In another situation, I'm making a large ugly GUI program (uses Gtk2), and I want the GUI keep active while background work is running. However, there are some complexed data structure that need to be accessed by both the GUI and worker thread, so I really wants a "real" thread that shares everything by default, but not copying.

Remember I'm saying this without the benefit of your knowledge of the actual application, but in general, a GUI doesn't need access to large volume of shared data. Gui's by their nature are for presentation, and presenting large volumes of data to the user means they have to scroll up and down or side to side trying to find anything of interest.

Two representative scenarios come to mind:

  1. Allowing the user to select a subset of the data for input to a processing algorithm.

    Typically, the user is shown the first 20 or 50 rows of the data at the top of a huge scrolling list. They can scroll up and down, but they only see a small window on the data at a time. They may be able to select row or items individually, but if the dataset is large, say more that a few hundred, it is a very clumsy process to visually select the appropriate subset for processing.

    So, the next obvious step is that some mechanism is provided that allows them to specify criteria--a wildcard; this field==xyz--that causes the program to perform the sub-selection for them. Now the list is shorter, and they may choose to scan the shortened list before committing it for processing.

    Once they are happy. only the selected subset of the data in required by the work thread(s). So, there is no reason to have all threads share all the data.

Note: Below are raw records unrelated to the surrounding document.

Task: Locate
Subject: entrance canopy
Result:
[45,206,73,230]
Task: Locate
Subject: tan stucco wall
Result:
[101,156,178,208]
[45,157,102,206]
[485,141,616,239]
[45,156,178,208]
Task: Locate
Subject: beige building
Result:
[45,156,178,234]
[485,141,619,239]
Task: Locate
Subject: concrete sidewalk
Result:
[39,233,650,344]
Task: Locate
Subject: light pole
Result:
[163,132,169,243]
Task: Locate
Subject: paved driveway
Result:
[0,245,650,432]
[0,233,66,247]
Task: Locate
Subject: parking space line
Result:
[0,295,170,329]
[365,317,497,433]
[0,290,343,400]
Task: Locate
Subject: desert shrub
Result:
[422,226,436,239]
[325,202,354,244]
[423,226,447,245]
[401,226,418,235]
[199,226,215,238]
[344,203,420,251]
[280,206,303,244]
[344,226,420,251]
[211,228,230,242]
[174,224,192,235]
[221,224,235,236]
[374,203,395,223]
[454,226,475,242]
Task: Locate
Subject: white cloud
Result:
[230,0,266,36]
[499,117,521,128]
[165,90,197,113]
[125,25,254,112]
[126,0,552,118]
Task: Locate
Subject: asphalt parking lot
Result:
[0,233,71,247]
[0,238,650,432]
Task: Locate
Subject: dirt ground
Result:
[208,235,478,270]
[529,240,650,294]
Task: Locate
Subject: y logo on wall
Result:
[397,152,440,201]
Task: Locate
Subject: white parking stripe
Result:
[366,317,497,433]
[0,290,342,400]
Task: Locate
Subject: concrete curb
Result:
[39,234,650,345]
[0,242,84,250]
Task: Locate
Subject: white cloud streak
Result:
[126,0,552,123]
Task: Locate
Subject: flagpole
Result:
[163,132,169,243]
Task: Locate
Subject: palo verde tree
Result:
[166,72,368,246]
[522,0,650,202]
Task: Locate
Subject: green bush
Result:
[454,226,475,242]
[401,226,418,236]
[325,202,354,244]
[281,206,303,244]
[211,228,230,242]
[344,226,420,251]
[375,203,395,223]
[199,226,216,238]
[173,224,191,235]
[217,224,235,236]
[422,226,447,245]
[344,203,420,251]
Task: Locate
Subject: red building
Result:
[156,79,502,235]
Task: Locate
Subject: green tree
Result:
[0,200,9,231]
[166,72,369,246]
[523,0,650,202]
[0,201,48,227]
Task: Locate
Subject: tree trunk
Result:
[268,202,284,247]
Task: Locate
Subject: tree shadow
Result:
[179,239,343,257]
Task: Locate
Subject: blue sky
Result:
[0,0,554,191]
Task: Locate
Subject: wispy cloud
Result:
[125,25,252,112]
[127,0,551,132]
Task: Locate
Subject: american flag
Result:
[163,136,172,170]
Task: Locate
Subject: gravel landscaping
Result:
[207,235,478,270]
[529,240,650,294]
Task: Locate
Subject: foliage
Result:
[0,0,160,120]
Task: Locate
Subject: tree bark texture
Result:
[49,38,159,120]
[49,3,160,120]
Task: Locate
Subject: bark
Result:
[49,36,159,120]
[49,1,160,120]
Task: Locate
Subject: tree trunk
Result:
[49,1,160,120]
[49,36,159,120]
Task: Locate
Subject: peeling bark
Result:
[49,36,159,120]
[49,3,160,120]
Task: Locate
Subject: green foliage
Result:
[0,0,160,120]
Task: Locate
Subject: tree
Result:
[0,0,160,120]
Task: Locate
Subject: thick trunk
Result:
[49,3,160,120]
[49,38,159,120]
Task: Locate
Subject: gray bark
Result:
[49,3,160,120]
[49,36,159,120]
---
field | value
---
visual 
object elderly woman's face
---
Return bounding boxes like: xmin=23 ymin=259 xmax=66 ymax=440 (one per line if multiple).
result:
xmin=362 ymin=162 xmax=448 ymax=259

    Indeed, in many situations, each of your worker threads only needs access to it's proportionate subset, of the original subset. In many more, each worker only needs access to one work item at a time.

  2. Allowing the user to monitor the output of an algorithm.

    As the background workers work, the GUI's role is little more than to keep the user appraised that they are working. This is often done by presenting the user with an auto-scrolling list of the results as they are produced.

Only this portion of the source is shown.